The first season is being released on DVD by Paramount Home Entertainment on August 2nd. The reason for the re-release is that French dubbing has been added to the soundtrack, so…there’s that. Not a lot of difference between the French and English. Except that the words don’t match their mouths, DiNozzo (Michael Weatherly) sounds like a creepy predator, and Gibbs (Mark Harmon) sounds like a nerdy pastry chef. McGee (Sean Murray) sounds pretty much the same – like a nerd. And Abby (Pauley Perrette) sounds exactly the same. I wonder if Perrette happens to speak French.
The first season is good, but they’re still feeling their way a little bit and the show hadn’t yet come into its own. They spent a lot of time (and some decent dialogue) making it quite clear that NCIS was NOT the same as CSI or NYPD Blue or any number of other acronym-driven police procedurals. The thing is…it isn’t.

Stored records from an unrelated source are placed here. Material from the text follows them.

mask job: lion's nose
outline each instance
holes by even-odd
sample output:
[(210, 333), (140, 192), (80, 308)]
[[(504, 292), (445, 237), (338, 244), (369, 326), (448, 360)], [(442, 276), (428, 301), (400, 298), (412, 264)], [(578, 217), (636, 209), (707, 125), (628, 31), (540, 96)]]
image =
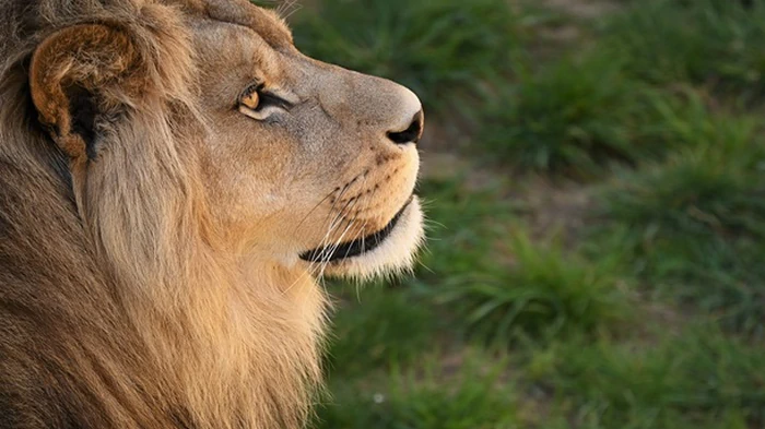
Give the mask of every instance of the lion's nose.
[(417, 111), (409, 127), (403, 131), (389, 131), (388, 139), (396, 144), (417, 143), (422, 139), (423, 130), (425, 129), (425, 114), (422, 109)]

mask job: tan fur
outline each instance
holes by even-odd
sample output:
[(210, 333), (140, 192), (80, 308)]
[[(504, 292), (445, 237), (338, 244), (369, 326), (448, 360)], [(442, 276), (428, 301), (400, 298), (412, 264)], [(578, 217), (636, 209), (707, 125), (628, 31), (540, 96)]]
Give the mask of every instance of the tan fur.
[[(303, 427), (316, 278), (405, 269), (422, 238), (416, 148), (389, 139), (416, 97), (246, 0), (0, 14), (0, 428)], [(252, 82), (291, 107), (238, 107)], [(397, 213), (376, 250), (301, 259)]]

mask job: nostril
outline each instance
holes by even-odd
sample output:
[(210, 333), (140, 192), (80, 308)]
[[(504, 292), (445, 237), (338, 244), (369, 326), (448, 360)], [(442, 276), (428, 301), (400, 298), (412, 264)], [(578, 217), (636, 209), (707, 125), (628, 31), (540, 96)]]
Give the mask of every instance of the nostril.
[(424, 118), (422, 110), (420, 110), (412, 118), (412, 123), (410, 123), (409, 128), (403, 131), (389, 132), (388, 139), (396, 144), (417, 143), (422, 138)]

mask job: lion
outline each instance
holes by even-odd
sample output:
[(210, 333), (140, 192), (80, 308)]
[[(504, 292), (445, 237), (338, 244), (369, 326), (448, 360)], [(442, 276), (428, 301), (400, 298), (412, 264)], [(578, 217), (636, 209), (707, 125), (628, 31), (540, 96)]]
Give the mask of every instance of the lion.
[(0, 427), (299, 428), (424, 116), (247, 0), (0, 0)]

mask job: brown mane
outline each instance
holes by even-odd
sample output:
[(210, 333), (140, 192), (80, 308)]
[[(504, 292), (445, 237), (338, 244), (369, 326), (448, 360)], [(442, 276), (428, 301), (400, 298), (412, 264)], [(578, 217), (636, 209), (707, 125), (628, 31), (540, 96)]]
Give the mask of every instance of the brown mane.
[[(175, 3), (0, 0), (0, 428), (268, 429), (307, 417), (322, 317), (295, 302), (319, 293), (258, 261), (243, 272), (208, 222), (203, 167), (176, 142), (205, 132), (183, 16), (211, 12)], [(134, 84), (111, 96), (140, 108), (115, 111), (128, 120), (101, 130), (108, 165), (83, 162), (89, 180), (73, 183), (28, 72), (45, 37), (93, 22), (132, 34)]]

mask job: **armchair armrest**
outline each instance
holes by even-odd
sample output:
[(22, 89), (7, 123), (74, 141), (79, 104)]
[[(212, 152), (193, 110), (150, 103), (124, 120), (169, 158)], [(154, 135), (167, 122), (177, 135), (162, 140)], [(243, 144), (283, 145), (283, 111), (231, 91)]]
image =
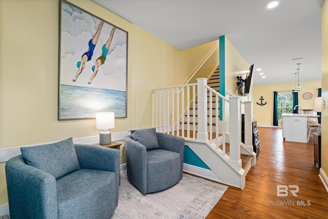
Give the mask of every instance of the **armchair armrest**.
[(124, 138), (124, 148), (129, 180), (142, 193), (146, 193), (148, 189), (146, 148), (129, 135)]
[(74, 146), (81, 168), (115, 172), (117, 206), (120, 172), (119, 150), (90, 145), (75, 144)]
[(184, 138), (161, 132), (156, 132), (158, 144), (161, 149), (178, 153), (181, 157), (181, 177), (183, 170), (183, 156), (184, 154)]
[(161, 132), (156, 132), (156, 134), (161, 149), (183, 154), (184, 138)]
[(5, 166), (10, 217), (58, 218), (56, 179), (27, 165), (22, 155)]

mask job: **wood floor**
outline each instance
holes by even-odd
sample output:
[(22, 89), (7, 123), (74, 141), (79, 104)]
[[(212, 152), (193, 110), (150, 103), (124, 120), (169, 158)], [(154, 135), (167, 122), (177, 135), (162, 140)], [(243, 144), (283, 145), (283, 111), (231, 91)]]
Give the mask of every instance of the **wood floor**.
[[(328, 218), (328, 193), (313, 161), (313, 137), (308, 144), (284, 142), (281, 129), (258, 129), (260, 151), (245, 188), (229, 186), (206, 218)], [(297, 196), (278, 197), (280, 185), (298, 186)]]

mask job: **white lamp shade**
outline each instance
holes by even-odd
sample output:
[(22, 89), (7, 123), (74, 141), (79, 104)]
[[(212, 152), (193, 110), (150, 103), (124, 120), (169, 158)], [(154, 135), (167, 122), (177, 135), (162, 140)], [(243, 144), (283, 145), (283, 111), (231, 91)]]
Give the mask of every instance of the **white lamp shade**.
[(321, 99), (322, 97), (315, 97), (314, 98), (314, 106), (313, 107), (313, 111), (315, 112), (321, 111)]
[(96, 113), (96, 128), (107, 130), (115, 128), (114, 112), (100, 112)]

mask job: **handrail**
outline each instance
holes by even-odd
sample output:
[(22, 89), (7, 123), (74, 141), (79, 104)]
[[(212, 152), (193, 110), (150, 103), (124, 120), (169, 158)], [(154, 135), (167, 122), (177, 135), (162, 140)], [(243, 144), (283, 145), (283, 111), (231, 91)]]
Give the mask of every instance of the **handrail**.
[(192, 78), (194, 77), (194, 76), (195, 76), (196, 73), (199, 70), (199, 69), (200, 69), (200, 68), (201, 68), (203, 65), (204, 65), (204, 64), (205, 64), (206, 61), (207, 61), (208, 60), (208, 59), (210, 58), (210, 57), (212, 56), (212, 55), (213, 55), (213, 54), (214, 53), (215, 50), (216, 50), (216, 49), (218, 48), (219, 48), (219, 45), (218, 44), (217, 45), (217, 46), (216, 46), (215, 47), (214, 49), (213, 49), (213, 51), (212, 52), (211, 52), (211, 53), (210, 53), (210, 54), (207, 56), (207, 57), (206, 58), (205, 58), (205, 59), (203, 61), (203, 62), (201, 63), (201, 64), (199, 65), (199, 67), (198, 67), (197, 68), (197, 69), (196, 69), (196, 71), (195, 71), (195, 72), (193, 73), (193, 74), (191, 75), (191, 76), (189, 78), (189, 79), (188, 79), (187, 80), (187, 81), (186, 83), (186, 84), (188, 84), (189, 83), (190, 80), (191, 80), (192, 79)]
[(174, 86), (170, 87), (161, 87), (161, 88), (150, 88), (150, 92), (154, 93), (154, 91), (157, 90), (162, 90), (162, 89), (171, 89), (171, 88), (180, 88), (182, 87), (188, 87), (188, 86), (192, 86), (193, 85), (197, 85), (197, 83), (194, 84), (188, 84), (183, 85), (176, 85)]
[(227, 94), (229, 94), (230, 95), (230, 96), (236, 96), (235, 95), (233, 94), (232, 93), (231, 93), (228, 91), (227, 91), (226, 93), (227, 93)]
[(229, 102), (229, 99), (228, 99), (228, 98), (225, 97), (225, 96), (224, 96), (223, 95), (221, 94), (220, 93), (218, 92), (217, 91), (216, 91), (215, 90), (214, 90), (214, 89), (213, 89), (212, 88), (211, 88), (209, 86), (206, 85), (205, 85), (205, 87), (207, 88), (207, 89), (208, 89), (209, 90), (210, 90), (211, 91), (212, 91), (213, 93), (214, 93), (215, 94), (216, 94), (218, 96), (219, 96), (222, 99), (224, 99), (224, 101), (227, 101), (228, 103)]

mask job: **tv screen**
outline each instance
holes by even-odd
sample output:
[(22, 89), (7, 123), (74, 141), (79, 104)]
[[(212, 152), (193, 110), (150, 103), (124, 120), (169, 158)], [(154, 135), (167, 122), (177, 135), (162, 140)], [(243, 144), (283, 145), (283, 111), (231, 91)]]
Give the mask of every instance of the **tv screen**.
[(253, 68), (254, 67), (254, 64), (251, 66), (251, 67), (250, 67), (250, 72), (247, 74), (247, 76), (246, 76), (244, 96), (247, 96), (247, 95), (250, 93), (250, 89), (251, 89), (251, 82), (252, 82), (252, 76), (253, 75)]

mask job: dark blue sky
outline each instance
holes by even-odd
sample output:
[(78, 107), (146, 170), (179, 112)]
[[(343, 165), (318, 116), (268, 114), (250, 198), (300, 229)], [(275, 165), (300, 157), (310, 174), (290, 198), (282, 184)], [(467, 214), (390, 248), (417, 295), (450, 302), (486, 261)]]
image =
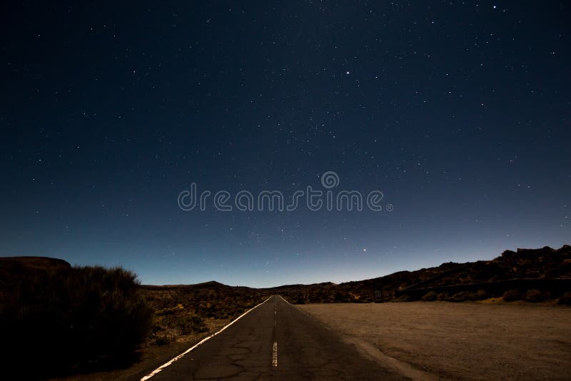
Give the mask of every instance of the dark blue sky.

I really like the cast – Weatherly as the horny ladies’ man, Harmon as the tough commander, Perrette as the flaky “goth” forensic specialist, and David McCallum as the older, wiser, far more long-winded medical examiner. And really, when it comes to police procedurals, the only thing that sets them apart is the cast. CSI, Law & Order, Criminal Minds and NCIS all have great actors and good characters – and they all run together. But I can watch a box set of any of them while I’m cooking.